Kernel introduces AI for crop condition assessment
The company Kernel applies artificial intelligence (AI) to assess the density and quality of crops in photos taken from a drone. The company says that the algorithms have already been tested and the full-scale implementation in Kernel agricultural production is planned for the current season.
Kernel IT Director Andriy Pishyy marks that the use of modern technologies in the company's agribusiness, including automation and integrated implementation of precision farming systems, enables Kernel to accumulate data on the fields and technical operations performed, etc.
"Satellite images, drone photos, and ground survey data are processed and stored in the company's IT infrastructure.
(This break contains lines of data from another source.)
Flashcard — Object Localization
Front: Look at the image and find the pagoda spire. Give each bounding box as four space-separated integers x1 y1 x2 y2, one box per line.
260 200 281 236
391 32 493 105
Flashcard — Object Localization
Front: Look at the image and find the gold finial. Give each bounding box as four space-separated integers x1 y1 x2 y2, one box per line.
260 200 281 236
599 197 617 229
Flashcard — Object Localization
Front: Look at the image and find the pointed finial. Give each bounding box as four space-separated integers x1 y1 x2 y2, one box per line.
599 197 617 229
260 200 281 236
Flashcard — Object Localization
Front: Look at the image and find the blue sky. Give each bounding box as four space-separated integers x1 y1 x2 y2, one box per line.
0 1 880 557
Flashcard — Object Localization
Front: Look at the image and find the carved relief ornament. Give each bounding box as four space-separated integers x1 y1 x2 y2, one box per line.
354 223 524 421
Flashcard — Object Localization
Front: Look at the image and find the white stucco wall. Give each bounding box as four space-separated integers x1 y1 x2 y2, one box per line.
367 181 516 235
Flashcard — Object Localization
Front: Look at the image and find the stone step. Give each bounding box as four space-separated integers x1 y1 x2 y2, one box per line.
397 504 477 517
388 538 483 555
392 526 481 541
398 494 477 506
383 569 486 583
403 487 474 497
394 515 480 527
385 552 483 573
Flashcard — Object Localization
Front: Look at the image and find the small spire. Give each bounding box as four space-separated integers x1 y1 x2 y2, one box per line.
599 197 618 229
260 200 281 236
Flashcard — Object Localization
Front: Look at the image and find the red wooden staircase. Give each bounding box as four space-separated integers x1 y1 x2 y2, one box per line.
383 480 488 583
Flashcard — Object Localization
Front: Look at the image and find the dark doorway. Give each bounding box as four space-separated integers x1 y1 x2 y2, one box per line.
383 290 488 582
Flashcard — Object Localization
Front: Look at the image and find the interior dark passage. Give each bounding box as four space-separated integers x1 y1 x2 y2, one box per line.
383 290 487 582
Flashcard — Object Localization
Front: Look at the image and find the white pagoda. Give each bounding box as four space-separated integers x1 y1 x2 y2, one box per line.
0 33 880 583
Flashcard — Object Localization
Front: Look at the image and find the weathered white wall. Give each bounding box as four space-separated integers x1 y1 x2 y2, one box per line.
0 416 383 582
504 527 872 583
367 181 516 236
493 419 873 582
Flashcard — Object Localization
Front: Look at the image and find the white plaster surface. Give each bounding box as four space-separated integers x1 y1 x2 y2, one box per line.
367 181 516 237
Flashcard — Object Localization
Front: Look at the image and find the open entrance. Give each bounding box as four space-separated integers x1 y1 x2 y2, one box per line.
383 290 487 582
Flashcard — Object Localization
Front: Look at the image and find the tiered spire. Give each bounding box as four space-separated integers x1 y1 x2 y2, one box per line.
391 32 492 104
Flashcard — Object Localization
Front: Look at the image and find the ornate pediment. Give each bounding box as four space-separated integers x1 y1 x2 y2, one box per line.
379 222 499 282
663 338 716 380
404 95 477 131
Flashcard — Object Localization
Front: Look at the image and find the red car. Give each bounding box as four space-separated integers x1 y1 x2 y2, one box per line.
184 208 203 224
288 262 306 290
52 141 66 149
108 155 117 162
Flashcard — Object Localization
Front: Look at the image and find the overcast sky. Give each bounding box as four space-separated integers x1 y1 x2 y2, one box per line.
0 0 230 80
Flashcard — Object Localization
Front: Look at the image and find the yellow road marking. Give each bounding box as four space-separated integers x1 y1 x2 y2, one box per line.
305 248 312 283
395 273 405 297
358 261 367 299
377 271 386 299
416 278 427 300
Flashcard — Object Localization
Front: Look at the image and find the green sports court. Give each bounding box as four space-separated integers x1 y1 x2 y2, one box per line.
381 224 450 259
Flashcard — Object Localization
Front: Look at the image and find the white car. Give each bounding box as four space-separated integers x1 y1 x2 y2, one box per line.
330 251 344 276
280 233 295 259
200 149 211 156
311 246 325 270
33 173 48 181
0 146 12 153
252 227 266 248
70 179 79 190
Their application involves the development of algorithms to carry out in-depth, objective and at the same time real-time analysis of the field to solve complex agricultural production problems and make effective business decisions," he comments.
For this purpose, Kernel established the Data Science department in the IT department, Andriy Pishyy adds.
Over the year, the Data Science specialists added new software products to Kernel's #DigitalAgriBusiness information ecosystem. The first thing they did was to integrate a model for counting grains in a corn cob and seeds in a sunflower head into the agronomist's personal application. In addition, they have elaborated a model for assessing the quality of seeding with drone photos.
Kernel's Deputy Agribusiness Director for Innovation and Digital Development Evgenii Sapizhenko emphasizes that Machine Learning, Deep Neural Network and other methods have been used to develop the algorithms. The company is committed to sharing this tool with Open Agribusiness partners and distributing it on a commercial basis, he notes.
Tests in the company's clusters have shown a good result, with an average error value of 2% being recorded. According to Kernel, the model test run is already significantly more accurate than manual field counts using existing practices.